LAIR - A* Path Planning

Hi everyone! My name is Alicia Lu, a rising sophomore working in the LAIR (Lab for Autonomous and Intelligent Robotics). This summer I have been working with my fellow classmates and Prof. Clark on developing a multi-AUV system to track sharks while simultaneously collecting marine habitat data. 

My job on the path-planning team is to modify the classic A* search algorithm (often seen as an extension of the famous Dijkstra Algorithm) to include our expected functionalities: track sharks of fixed positions and cover as many new habitats as possible. I have developed two versions of path planning algorithms that can complete the listed tasks. 

This post shows the simulation results from the algorithm that aims to explore as many new habitats as possible while trying to maximize time spent in each habitat. The longer time spent in a habitat implies longer trajectory length within a habitat. Figure 1 below illustrates a trajectory that starts at (-215.63, -5.89) and has a length of 71 nodes. 

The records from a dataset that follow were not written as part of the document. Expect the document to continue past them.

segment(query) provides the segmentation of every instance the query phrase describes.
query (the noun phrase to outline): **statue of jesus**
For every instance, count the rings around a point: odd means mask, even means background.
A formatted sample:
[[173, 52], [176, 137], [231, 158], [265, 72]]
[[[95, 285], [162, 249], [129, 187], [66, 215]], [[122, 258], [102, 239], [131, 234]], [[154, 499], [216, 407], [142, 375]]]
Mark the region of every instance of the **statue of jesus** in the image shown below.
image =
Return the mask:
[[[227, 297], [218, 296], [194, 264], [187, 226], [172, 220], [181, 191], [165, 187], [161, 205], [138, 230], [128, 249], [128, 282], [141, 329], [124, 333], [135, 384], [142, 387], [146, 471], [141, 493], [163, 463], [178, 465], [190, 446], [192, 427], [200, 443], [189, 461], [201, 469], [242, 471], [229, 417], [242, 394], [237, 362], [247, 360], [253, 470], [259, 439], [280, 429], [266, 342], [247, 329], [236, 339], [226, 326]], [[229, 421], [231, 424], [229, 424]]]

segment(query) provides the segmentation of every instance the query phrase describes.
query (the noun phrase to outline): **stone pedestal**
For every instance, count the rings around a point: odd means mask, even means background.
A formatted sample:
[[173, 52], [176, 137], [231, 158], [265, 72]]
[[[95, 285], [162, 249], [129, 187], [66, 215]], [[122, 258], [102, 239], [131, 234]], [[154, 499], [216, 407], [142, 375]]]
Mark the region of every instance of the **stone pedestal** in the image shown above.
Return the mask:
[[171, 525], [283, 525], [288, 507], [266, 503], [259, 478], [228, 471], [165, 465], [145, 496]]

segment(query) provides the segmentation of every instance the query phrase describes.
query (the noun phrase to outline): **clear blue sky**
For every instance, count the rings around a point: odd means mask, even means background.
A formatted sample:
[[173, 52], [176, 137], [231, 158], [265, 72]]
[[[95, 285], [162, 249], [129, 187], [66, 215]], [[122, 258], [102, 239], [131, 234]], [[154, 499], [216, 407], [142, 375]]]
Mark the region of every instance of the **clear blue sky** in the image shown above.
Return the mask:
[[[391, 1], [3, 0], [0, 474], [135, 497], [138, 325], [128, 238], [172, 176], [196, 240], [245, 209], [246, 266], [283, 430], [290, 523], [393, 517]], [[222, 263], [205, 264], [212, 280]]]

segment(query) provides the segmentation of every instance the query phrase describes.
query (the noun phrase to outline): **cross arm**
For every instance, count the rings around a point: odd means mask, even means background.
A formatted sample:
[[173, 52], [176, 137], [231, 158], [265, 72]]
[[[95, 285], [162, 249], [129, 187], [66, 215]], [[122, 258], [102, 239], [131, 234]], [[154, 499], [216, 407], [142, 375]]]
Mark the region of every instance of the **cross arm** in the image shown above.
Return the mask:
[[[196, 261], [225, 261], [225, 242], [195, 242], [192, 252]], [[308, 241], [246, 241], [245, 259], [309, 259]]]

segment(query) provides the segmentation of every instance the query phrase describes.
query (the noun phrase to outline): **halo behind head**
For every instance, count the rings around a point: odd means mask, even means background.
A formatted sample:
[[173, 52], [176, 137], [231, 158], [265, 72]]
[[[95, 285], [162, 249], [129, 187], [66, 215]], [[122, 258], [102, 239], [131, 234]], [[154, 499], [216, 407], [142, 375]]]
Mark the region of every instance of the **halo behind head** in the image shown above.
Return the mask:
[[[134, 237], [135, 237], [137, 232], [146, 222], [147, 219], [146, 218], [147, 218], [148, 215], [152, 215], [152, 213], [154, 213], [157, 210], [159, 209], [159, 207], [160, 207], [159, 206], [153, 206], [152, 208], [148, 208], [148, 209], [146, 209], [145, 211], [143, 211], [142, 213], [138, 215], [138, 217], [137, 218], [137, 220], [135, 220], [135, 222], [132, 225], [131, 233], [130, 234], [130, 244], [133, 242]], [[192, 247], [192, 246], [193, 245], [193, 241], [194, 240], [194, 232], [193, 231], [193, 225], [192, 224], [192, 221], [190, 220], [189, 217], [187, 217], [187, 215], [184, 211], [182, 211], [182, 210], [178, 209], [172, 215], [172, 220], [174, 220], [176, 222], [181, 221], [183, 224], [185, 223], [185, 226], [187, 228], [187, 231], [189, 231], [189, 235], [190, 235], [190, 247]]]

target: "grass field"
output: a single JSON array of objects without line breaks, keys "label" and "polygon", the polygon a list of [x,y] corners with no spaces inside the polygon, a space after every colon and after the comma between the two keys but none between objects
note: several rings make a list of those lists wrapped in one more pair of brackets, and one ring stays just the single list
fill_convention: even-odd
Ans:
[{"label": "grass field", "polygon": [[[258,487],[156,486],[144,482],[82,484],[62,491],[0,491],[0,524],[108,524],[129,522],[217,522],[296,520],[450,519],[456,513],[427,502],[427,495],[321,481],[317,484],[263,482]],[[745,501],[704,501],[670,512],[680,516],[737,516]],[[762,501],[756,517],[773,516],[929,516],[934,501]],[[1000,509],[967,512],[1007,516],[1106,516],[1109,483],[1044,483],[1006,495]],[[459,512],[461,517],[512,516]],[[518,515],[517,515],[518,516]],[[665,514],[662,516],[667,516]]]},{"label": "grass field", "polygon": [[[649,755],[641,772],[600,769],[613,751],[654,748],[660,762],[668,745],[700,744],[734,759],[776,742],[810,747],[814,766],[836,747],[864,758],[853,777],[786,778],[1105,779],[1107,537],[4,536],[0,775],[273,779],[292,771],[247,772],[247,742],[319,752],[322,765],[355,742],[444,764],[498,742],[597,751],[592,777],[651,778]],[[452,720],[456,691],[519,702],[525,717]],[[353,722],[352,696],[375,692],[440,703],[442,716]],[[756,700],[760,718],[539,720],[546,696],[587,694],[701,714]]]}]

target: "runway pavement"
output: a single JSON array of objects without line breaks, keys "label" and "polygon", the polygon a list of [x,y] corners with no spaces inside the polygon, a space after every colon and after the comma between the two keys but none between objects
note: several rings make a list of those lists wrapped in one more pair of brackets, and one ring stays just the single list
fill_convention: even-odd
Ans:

However, as you may notice, the zigzags led to great inefficiency in terms of getting to the next position, which was why I decided to postprocess the generated trajectory by smoothing it. The trajectory can be smoothed if we deleted intermediate nodes outside of the habitats (remember we still want the length inside the habitats to be long). 

Figure 2 shows the smoothed path in Figure 1.

My next step is to allow the A* to track multiple sharks (or shark clusters) by integrating my fellow labmate Linda’s work on sharkOccupancyGrid, which provides information about the likelihood to find sharks in each discretized cell of our map.